/PointCloud

Point cloud generation using mm-wave radar, classification using PointNet/PointNet++, etc.

Primary LanguagePythonMIT LicenseMIT

3D Point Cloud Generation & Human Activity Recognition

中文文档

Introduction

This repository is the experimental code for my undergraduate graduation thesis "Millimeter Wave Radar Based Human Activity Recognition System".

PointCloudGeneration.ipynb implements an algorithm to generate 3D point clouds from the raw data collected by radar, through the steps of range FFT, calculation of distance-azimuth heat map, Doppler FFT, etc. Each generated point contains information on distance, angle, signal strength, speed, etc.

The PointCloudClassification folder implements a machine learning model consisting of a point cloud feature extraction layer, a time series processing layer, and a fully connected classification layer. The models used in each layer can be independently chosen and combined. In the point cloud feature extraction layer, voxel-based 3D convolution and PCA methods, PointNet, and PointNet++ are used to extract features in the spatial domain. In the time series processing layer, RNN, GRU, LSTM are used to extract features in the time domain.

Environment Configuration

PyTorch3D provides high-performance CUDA implementations of Ball Query algorithm, FPS algorithm, and point cloud voxelization algorithm, which can improve efficiency by dozens of times. However, it has very strict requirements on the version of Python and PyTorch.
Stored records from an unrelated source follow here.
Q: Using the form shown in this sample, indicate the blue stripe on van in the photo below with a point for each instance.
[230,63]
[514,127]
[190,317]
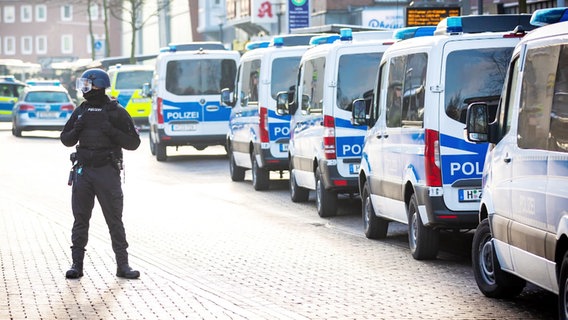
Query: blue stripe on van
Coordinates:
[194,111]
[461,159]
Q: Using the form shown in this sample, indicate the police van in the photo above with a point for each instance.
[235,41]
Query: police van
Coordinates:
[10,90]
[416,167]
[325,149]
[523,230]
[186,89]
[258,136]
[126,82]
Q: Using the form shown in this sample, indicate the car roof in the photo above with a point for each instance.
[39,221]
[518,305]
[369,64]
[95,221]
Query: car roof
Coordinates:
[45,88]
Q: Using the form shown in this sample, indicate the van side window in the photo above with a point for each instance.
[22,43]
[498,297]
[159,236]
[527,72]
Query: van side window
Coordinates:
[510,96]
[283,74]
[381,83]
[475,75]
[313,86]
[354,77]
[394,91]
[559,115]
[249,90]
[413,90]
[537,93]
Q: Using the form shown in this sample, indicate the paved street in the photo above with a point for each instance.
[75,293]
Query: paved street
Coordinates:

After testing, it can be installed successfully using the following command (with CUDA 11.4 on Linux).

conda create -n MachineLearning python=3.9 pytorch=1.9.1 cudatoolkit fvcore iopath pytorch3d -c pytorch3d -c pytorch -c fvcore -c iopath -c conda-forge

Install other used libraries:

pip install matplotlib numpy sklearn scipy tqdm

Dataset

These datasets are placed in the data folder, and the file structure looks like this:

/data
  /Pantomime
    /primary_exp
      ...
    /supp_exp
      ...
    data.pickle
  /PeopleWalking
    1.mat
    2.mat
    ...
  /RadHAR
    /Test
      ...
      data.pickle
    /Train
      ...
      data.pickle
/PointCloudClassification
  ...
PointCloudGeneration.ipynb
README.md

When the datasets are read for the first time, they will be preprocessed, and the preprocessed result will be saved as data.pickle, and then only data.pickle will be read.

So you can directly use the preprocessed data I provided, so you don't have to download the datasets:

https://1drv.ms/u/s!Ap0_tHPGTLjfhv1cZZpv_iQyyNnExA?e=aBzV1G

Training Log

The log folder records all the data that will be generated during the training process:

  • Accuracy and loss of training set and test set for each epoch
  • Training parameters
  • The best model & the lastest model
  • Confusion matrix

Training logs for all 65 experiments in my graduation thesis:

https://1drv.ms/u/s!Ap0_tHPGTLjfhv1fUuyTU2nmQwvCQg?e=0VBFdz

Visualization figures and videos of point cloud generation

The figures and videos generated by PointCloudGeneration.ipynb are saved in the fig folder for slides and thesis illustrations, including:

  • The result of Range FFT (figure)
  • The result after static object removal (figure)
  • The distance-azimuth heatmap (video)
  • The result of CFAR algorithm (video)
  • The result of DBSCAN algorithm (video)
  • The range-azimuth heatmap with velocity values (video)

Image and video sharing link after sorting:

https://1drv.ms/u/s!Ap0_tHPGTLjfh4A2tp6LUW7s-1fsVA?e=pShZbn

Experimental Code

The code for each experiment can be seen through the historical code saved by git. The code that ends with training config in the commit message is the code used for that training.